Sektörde ‘oltalama’ olarak adlandırılan bu yöntemde, alıcının ofise gelmesi esas hedef olarak belirleniyor. Tüketici platformlarında yer alan çok sayıda şikâyette, vatandaşların vaat edilen konutun niteliklerine güvenerek ofise gittiği, hatta kapora ödediği, ancak daha sonra konutun yasal ve fiziksel eksikleri nedeniyle alımdan vazgeçtiği belirtiliyor.
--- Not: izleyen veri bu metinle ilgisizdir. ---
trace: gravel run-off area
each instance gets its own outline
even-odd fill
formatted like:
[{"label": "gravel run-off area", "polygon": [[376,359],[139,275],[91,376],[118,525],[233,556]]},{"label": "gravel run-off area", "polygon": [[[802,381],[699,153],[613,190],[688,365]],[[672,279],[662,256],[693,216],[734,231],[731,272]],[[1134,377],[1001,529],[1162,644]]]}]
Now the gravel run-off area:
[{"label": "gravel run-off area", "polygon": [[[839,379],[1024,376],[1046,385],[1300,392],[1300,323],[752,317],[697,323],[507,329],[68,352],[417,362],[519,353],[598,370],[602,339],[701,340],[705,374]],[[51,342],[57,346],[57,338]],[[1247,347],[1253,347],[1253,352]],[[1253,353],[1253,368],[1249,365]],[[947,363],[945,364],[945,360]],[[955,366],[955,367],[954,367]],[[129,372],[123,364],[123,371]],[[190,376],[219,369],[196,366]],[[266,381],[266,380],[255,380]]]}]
Kapora ödeyen bazı vatandaşlar ise geri ödeme alamadıklarını ifade ediyor.

Türkiye gazetesine konuşan emlak sektörü kaynaklarına göre, bir müşterinin telefonda alım kararı verme oranı yüzde 20 civarında kalırken, yüz yüze görüşmelerde bu oran yüzde 55’e kadar yükseliyor. Bu nedenle birçok emlak ofisi dikkat çekici ancak gerçeği yansıtmayan ilanlarla tüketiciyi ofise çekmeye çalışıyor. Bazı ofisler, alıcıyı ikna etmek için ayrı odalar bile kullanıyor. “İkna odası” olarak adlandırılan bu alanlarda, profesyonel satış temsilcileri daha pahalı ve problemli daireleri pazarlamaya odaklanıyor.

Konuya ilişkin görüş bildiren bazı emlak danışmanları, bu yöntemin etik olmadığını ve sektöre zarar verdiğini belirtiyor. Bir ofis yetkilisi, “Rekabetin yoğun olduğu sektörde ilanlar bir pazarlama aracı haline geldi. Ancak alıcının yanıltılması hem güveni sarsıyor hem sektöre olan bakışı olumsuz etkiliyor” dedi. Bir diğer danışman ise “Piyasa ortalamasının çok altındaki ilanlara şüpheyle yaklaşmak gerekir. Görmeden daireye kapora verilmemeli, tapu, kat mülkiyeti ve iskân belgeleri mutlaka talep edilmeli” uyarısında bulundu.

Ticaret Bakanlığı’nın yayınladığı genelgeye göre, satışı yapılacak gayrimenkule ilişkin tüm bilgiler ilanlarda eksiksiz ve doğru şekilde yer almak zorunda. Ancak sahte ya da yanıltıcı ilanlar hâlâ internet ortamında gri bir alan oluşturuyor. Bakanlık son düzenlemelerle sahte ilanların önüne geçmeyi hedeflese de, aldatıcı pazarlama yöntemleri nedeniyle vatandaşların dikkatli ve belgeli işlem yapması öneriliyor.